È il dilagare della sindrome mcluhaniana dell’Occidente de “il mezzo è il messaggio”. Che non è una verità ma una dipendenza. Come di chi fosse arrivato al burrone, e invece di ritrarsi o di saltarlo, vi sprofondasse, anche con piacere e senso di dominio. È causa ed effetto di un modo d’essere. Che privilegia la tecnica in assenza di “dio”, di una fede che non sia solo il progresso tecnico, la tecnica. Comparatisticamente ciò è evidente al confronto con la ricezione di Internet negli altri mondi. In Asia è solo uno strumento, come è proprio della tecnica, duttile, aggressivo, o in Israele, tra gli arabi, in Africa.

Paternità – Non più attiva nella connotazione sociale (patriarcale), se non per il nome, - residuale. Non necessaria alla procreazione. E per questo forse on demand, non come condizione fisiologica e antropologica, ma come qualcosa di personale. E come si ceca una rarità più che come rimpianto. Ma è tutta la funzione genitrice che è residuale, in attesa, forse prima di una generazione, di essere del tutto soppiantata dalla clonazione – l’eterologa è del tutto analoga alla clonazione, eccetto che per le tecniche. La funzione pedagogica è da tempo obliterata.
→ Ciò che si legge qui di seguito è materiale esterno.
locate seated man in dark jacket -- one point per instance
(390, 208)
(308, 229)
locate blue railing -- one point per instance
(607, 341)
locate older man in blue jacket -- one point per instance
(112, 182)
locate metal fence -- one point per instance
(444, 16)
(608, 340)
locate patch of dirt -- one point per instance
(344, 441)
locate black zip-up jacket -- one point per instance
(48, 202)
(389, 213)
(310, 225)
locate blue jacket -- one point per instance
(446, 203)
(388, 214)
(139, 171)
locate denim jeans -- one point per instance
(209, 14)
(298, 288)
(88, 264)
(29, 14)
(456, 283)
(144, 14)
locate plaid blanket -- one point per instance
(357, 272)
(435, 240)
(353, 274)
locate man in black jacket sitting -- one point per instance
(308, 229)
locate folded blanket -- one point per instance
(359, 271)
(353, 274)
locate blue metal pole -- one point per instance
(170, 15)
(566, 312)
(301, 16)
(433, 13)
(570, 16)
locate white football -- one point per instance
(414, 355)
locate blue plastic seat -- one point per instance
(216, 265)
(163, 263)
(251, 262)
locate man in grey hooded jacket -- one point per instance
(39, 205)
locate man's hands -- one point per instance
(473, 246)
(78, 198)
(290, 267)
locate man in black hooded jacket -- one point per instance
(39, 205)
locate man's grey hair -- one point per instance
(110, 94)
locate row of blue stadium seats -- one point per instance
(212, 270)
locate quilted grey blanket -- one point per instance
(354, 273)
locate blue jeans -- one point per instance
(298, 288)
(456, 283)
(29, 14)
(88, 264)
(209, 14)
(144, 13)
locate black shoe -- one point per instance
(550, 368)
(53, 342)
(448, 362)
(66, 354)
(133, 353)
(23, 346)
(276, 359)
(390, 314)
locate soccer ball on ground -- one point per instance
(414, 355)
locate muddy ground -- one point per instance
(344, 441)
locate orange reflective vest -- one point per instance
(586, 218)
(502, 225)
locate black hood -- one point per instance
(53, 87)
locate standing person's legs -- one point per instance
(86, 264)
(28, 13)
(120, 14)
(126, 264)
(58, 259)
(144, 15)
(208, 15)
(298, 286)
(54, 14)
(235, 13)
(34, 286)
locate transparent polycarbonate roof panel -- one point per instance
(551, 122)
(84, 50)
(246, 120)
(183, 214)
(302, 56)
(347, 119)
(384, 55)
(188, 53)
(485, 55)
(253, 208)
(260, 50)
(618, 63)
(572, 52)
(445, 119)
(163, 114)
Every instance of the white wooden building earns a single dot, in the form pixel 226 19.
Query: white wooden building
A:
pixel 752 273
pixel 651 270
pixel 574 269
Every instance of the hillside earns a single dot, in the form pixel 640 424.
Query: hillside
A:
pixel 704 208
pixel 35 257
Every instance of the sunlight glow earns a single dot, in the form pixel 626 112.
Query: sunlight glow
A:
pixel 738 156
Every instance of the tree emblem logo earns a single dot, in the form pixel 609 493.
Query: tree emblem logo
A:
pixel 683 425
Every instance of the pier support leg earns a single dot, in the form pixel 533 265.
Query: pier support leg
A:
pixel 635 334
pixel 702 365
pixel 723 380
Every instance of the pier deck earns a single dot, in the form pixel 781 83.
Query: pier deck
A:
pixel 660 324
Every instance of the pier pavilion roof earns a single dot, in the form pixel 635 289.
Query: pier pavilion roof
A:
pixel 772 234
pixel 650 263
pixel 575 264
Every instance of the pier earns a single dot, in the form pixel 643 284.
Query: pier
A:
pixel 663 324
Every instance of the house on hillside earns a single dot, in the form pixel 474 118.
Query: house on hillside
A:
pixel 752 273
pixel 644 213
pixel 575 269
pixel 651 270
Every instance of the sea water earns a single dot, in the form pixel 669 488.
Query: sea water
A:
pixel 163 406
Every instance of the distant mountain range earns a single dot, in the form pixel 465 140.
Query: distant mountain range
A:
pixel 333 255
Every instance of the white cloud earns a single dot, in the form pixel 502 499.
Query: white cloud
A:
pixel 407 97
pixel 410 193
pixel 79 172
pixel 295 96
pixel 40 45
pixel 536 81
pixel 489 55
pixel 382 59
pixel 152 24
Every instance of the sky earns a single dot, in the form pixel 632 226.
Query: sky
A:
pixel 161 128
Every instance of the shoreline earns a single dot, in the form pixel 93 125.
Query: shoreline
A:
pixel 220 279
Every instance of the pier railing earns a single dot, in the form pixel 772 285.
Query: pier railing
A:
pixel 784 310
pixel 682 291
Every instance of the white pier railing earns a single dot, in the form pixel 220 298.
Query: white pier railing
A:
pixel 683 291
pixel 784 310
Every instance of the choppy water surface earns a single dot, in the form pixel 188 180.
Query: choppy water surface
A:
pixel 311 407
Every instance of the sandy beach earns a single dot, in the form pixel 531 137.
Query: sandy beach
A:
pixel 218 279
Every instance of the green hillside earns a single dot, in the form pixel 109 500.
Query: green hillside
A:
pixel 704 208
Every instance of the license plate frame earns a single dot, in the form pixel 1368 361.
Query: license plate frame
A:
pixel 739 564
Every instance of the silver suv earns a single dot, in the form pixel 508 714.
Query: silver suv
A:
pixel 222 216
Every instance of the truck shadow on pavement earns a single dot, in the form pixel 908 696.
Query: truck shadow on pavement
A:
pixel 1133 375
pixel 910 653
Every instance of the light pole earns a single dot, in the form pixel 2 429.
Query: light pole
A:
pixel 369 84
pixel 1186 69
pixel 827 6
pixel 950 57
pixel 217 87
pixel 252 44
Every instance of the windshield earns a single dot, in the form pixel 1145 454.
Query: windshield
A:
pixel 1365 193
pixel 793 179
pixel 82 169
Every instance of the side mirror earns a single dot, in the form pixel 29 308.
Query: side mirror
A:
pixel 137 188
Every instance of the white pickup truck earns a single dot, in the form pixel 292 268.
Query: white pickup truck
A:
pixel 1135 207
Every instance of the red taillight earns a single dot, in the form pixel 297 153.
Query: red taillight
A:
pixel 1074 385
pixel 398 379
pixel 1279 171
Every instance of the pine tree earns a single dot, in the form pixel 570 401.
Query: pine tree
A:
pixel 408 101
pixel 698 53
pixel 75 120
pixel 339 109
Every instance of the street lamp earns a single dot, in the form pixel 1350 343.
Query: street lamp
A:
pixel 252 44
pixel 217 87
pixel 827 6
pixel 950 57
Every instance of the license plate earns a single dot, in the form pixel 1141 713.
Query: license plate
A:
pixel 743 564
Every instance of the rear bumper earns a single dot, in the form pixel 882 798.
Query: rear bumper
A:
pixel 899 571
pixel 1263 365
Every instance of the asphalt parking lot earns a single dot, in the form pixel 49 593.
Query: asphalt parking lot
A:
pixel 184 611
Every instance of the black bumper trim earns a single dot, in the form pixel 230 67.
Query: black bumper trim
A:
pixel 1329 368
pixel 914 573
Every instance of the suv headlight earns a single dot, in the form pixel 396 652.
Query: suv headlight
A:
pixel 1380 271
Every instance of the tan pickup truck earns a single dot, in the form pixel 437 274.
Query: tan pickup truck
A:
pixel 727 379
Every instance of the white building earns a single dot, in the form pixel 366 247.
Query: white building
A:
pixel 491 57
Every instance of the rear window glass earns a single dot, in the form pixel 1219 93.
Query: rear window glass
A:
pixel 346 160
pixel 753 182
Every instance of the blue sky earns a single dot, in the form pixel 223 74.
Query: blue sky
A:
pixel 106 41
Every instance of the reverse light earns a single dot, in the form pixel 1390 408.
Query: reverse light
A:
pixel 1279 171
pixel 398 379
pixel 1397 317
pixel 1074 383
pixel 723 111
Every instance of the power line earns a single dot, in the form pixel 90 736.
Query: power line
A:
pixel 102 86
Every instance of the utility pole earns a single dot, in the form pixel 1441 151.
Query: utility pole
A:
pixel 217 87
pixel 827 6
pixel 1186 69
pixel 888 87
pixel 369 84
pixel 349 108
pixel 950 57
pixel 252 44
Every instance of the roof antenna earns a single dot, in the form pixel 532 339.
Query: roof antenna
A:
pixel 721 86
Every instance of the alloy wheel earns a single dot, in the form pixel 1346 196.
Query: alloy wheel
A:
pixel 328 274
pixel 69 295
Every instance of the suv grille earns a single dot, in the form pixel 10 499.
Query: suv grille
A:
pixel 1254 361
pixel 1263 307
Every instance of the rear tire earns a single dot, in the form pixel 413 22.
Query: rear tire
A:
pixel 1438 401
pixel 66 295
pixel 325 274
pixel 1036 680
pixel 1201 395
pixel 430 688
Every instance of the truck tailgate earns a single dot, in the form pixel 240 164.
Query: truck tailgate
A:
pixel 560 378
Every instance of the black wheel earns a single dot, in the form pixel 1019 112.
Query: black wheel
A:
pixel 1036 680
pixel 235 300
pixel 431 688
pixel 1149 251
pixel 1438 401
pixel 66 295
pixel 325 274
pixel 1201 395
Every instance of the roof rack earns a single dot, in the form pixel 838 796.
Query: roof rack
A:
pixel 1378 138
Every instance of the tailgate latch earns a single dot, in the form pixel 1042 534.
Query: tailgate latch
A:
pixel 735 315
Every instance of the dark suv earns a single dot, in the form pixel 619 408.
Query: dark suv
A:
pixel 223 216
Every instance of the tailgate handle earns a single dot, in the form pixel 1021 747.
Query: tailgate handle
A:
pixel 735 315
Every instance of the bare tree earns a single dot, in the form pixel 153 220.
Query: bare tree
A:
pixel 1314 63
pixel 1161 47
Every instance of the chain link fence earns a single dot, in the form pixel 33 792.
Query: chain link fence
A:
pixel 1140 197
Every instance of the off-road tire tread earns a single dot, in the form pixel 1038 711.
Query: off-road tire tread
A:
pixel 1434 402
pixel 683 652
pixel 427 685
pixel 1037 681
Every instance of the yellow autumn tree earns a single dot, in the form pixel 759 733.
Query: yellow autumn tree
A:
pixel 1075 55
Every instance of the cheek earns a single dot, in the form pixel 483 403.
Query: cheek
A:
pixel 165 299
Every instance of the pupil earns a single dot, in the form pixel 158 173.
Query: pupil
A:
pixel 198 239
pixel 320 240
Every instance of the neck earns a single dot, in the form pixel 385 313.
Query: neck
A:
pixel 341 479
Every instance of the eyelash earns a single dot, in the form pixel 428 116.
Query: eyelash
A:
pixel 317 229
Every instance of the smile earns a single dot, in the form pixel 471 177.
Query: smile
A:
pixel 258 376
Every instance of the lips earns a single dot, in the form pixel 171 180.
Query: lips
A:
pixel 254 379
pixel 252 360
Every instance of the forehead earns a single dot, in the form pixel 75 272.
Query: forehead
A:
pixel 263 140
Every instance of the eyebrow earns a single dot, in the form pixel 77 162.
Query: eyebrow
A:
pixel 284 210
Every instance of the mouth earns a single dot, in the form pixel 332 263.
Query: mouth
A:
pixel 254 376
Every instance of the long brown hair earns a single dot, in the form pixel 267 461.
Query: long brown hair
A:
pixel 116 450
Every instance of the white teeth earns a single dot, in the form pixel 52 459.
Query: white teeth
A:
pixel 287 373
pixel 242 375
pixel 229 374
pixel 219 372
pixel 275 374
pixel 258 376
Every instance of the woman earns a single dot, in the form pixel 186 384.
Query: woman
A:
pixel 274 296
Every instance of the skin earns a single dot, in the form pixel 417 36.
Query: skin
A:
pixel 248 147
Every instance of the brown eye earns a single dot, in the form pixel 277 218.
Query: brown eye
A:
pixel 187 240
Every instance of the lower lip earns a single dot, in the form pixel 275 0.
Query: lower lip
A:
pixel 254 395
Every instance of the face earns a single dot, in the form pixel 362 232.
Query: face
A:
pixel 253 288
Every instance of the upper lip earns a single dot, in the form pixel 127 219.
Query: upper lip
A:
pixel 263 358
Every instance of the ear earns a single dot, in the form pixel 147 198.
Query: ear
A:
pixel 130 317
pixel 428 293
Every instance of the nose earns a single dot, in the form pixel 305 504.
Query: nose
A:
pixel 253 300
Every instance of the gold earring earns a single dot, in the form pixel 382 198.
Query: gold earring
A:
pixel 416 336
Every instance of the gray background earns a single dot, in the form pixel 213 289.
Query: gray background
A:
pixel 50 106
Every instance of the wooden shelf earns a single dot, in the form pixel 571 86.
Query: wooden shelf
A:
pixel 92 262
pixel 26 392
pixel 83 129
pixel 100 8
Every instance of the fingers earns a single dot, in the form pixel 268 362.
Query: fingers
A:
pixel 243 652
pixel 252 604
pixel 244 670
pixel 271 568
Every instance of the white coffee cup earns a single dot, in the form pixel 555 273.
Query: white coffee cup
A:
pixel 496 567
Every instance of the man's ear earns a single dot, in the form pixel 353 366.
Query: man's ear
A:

Realismo – È marxista? Ferraris non ci ha (ancora?) pensato, ma è al marxismo che si richiama. Al primo marxismo, quello dei “Manoscritti”. Nella “Tesi n. 1 su Ludwig Feuerbach” si ritrova un’informazione capitale data da Marx: la mancanza più grande del materialismo finora è stata la dimenticanza sistematica dell’attività pratica. Non si deve interpretare questo come una nuova filosofia della prassi. Marx non fa intervenire una nuova nozione filosofica. Allude a “una realtà che possiede questa particolarità di essere allo stesso tempo presupposta da ogni discorso filosofico tradizionale, e di non essere per natura esclusa in alcuno”. E. “Quest'irruzione della pratica nella tradizione filosofica […] costituisce in principio una critica radicale della forma di esistenza classica della filosofia”. Oppure, l’irruzione della pratica è la denuncia di questa pretesa della filosofia di abbracciare il Tutto, di non avere qualcosa “di fuori”. Questo “di fuori” che la filosofia vuol dare l’illusione di sottomettere alla verità è la prassi. La prassi non produce la Verità, ma le verità.

La cosa non va col trend. Però, siccome c’è ancora una nicchia di combattenti perduti nella giungla, una rinascenza marxista non sarebbe da buttare.